Trop de Congolais veulent anéantir le Rwanda

Des propagandes alimentent une véritable culture anti-tutsi au Congo qui menace gravement la paix dans la région.

Ces propagandes, multiformes, ont développé une grille de lecture qui attribue tous les maux de la RDC aux Rwandais et particulièrement aux Tutsi... Sombres souvenirs pour les Tutsi. Les Juifs furent aussi accusés d'être la cause de tous les maux du monde. On sait ce qu'il advint.

Cette propagande, abondamment relayées par des propagandistes francophones, jusque dans le Club de Médiapart, attribue aux Tutsi le comportement destructeurs des génocidaires rwandais qui ruinent tout sur leur passage dans l'Est du Congo depuis presque 30 ans.

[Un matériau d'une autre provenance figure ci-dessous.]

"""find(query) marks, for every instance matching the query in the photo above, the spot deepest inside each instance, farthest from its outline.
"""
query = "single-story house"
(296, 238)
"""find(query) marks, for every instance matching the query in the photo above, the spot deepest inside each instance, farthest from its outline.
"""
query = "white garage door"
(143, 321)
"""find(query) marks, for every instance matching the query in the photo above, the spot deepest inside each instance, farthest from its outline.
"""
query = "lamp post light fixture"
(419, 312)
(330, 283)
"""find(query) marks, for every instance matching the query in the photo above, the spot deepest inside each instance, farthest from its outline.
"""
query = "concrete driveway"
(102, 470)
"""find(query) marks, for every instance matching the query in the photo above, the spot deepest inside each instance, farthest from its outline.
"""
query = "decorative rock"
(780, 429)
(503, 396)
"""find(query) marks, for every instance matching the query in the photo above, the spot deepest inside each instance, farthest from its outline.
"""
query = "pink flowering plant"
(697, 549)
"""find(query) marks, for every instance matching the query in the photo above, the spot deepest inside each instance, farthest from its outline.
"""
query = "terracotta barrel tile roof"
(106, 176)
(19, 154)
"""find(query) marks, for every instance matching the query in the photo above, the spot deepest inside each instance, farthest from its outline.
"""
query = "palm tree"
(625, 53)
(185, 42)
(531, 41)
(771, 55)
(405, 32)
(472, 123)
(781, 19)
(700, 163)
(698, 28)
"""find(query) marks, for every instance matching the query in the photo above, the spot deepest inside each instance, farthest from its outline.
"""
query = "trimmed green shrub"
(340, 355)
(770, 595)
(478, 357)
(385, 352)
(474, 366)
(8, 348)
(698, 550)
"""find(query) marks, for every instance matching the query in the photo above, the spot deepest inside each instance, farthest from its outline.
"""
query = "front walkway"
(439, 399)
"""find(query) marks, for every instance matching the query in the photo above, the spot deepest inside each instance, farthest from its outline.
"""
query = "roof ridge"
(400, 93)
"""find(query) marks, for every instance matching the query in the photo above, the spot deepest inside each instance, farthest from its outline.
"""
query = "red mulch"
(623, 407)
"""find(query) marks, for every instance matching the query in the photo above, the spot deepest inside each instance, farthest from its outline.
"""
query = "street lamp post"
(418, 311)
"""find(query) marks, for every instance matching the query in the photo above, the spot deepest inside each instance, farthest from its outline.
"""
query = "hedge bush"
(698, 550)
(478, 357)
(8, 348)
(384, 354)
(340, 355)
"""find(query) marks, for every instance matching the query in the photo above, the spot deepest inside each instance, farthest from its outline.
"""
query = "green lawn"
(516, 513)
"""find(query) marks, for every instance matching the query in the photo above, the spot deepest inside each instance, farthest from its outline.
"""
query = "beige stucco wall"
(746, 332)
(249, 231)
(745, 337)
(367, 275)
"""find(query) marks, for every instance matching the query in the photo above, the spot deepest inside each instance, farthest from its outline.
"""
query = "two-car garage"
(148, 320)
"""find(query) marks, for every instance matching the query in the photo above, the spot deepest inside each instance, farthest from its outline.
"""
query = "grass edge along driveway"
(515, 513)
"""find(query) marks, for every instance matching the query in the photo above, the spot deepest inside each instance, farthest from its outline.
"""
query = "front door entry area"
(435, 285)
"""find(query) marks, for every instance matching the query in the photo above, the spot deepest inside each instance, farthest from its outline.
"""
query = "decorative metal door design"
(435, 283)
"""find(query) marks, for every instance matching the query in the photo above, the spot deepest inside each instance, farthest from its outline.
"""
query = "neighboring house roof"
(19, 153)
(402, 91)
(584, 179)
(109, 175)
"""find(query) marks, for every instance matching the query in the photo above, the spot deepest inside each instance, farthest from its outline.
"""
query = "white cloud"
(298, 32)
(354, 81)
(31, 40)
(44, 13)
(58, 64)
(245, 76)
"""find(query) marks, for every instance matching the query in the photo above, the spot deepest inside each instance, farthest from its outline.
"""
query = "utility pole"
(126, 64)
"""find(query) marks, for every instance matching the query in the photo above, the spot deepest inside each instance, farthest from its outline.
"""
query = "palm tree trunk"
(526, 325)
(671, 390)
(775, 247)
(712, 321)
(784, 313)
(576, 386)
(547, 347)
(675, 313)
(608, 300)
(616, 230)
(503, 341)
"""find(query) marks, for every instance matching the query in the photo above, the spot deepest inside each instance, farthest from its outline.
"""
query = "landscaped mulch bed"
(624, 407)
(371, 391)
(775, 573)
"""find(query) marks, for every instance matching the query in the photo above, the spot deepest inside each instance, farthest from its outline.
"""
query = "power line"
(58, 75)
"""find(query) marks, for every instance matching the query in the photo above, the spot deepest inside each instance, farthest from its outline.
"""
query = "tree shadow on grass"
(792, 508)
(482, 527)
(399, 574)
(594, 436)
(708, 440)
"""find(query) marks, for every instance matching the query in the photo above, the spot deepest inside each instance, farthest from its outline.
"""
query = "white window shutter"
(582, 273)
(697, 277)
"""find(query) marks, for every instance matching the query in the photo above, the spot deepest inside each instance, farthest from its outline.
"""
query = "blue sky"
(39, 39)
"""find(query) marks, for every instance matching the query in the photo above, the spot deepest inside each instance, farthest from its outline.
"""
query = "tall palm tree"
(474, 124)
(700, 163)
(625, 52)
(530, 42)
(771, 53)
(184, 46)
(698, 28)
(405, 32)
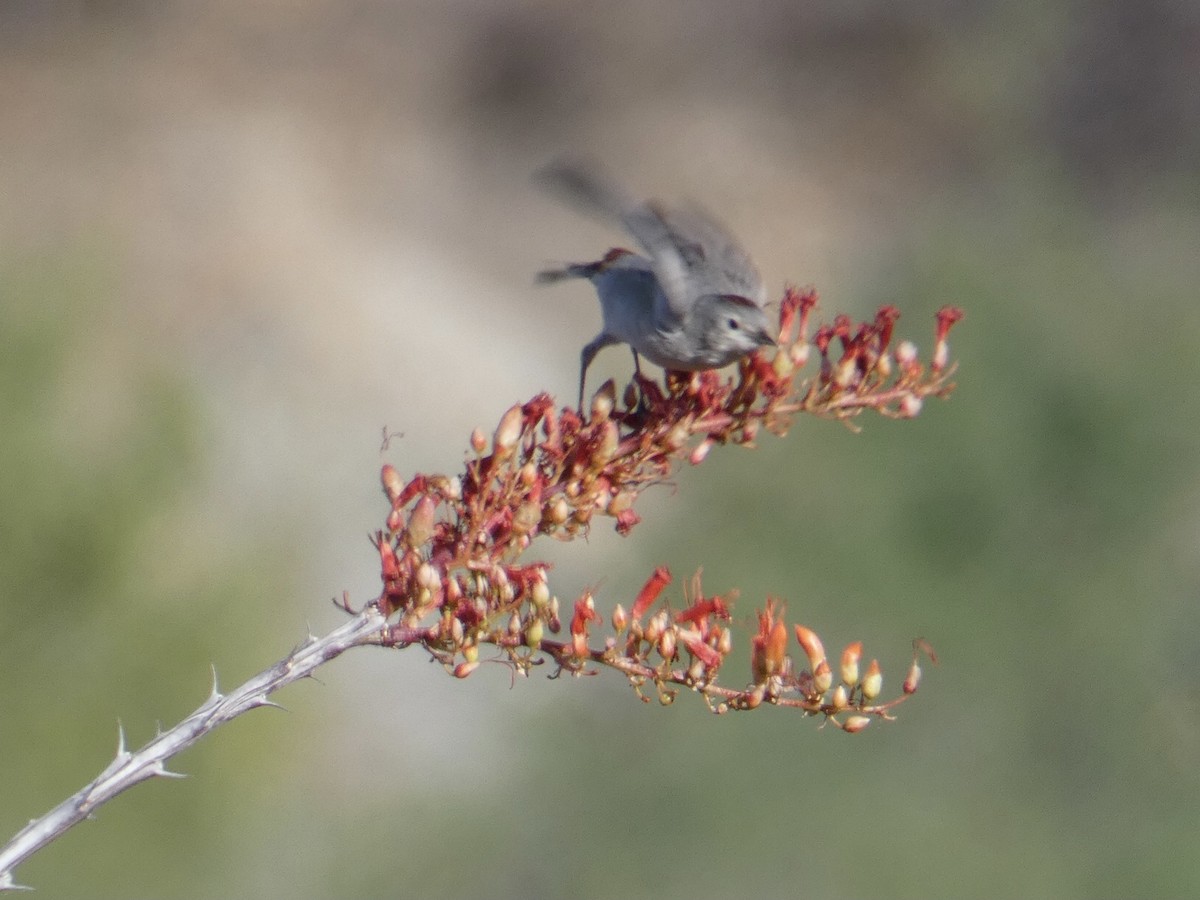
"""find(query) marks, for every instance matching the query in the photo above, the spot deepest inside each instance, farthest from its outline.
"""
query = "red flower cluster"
(451, 547)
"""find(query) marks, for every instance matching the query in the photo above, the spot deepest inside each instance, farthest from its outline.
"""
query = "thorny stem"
(450, 547)
(127, 768)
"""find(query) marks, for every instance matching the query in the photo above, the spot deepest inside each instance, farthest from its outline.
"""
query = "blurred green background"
(238, 241)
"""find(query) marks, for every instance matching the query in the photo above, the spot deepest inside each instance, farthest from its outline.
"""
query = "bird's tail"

Ce sont ces génocidaires qui ont notamment installé, en RDC, la culture du viol systématique dans la région, pratiques qu'ils avaient développées pendant le génocide des Tutsi.

Il est incontestable que les campagnes militaires lancées par le Rwanda et l'Ouganda eurent un rôle majeur dans les deux guerres du Congo. Comment, de la volonté affichée, et compréhensible, de démanteler les camps génocidaires, installés avec le concours de la France au Zaïre et désertés par Médecins sans frontières à cause de la structuration génocidaire en leur sein1, en est on arrivé à la mise en fuite de Mobutu en investissant Kinshasa ? Ce qui est peut être une faute politique car ce devait être le rôle des Congolais de maitriser leur pouvoir politique, y compris de chasser le dictateur Mobutu. Laurent Désiré Kabila, dit Kabila père, fut leur marionnette, marionnette qui, comme les robots de science fiction, s'est retournée contre ses créateurs, sans doute sous l'influence d'autres prédateurs de la RDC.

Ce qui est particulièrement contestable, c'est la coloration excessivement ethniciste, "Tutsi", de ce que de nombreux congolais vivent comme une humiliation qui rappelle celle d'Hitler devant la défaite de l'Allemagne en 1918. Cette haine anti-tutsi n'est pas justifiable puisque la majorité des officiers et militaires rwandais auraient une carte d'identité ethnique Hutu, si elle existait encore, et que ce problème exacerbé ne se trouve pas en Ouganda.

Ce qui est aussi très contestable c'est l’exagération outrancière de la surmortalité due à la guerre au Congo. Des démographes belges, qui ont supervisé l'établissement des listes électorales des élections présidentielles de RDC, ont dû calculer cette surmortalité due à la guerre. Ils arrivent à 183 000 morts (cent quatre vingt trois mille). C'est déjà un nombre énorme. Leur carte d'électeur fut officiellement déclarée carte nationale d'identité par le parlement congolais. Pierre Péan arrive lui à 7 millions de morts !!! Ils s'appuie sur des calculs alambiqués, incluant notamment l'IRC, International Rescue Committee, une ONG américaine dont le conseil de surveillance est truffé d'anciens secrétaires d’État US et pas des moindres (Kissinger, Albright, Powel, Rice, etc.). Une organisation qui usurpe l'expression d'organisation non gouvernementale (ONG)2.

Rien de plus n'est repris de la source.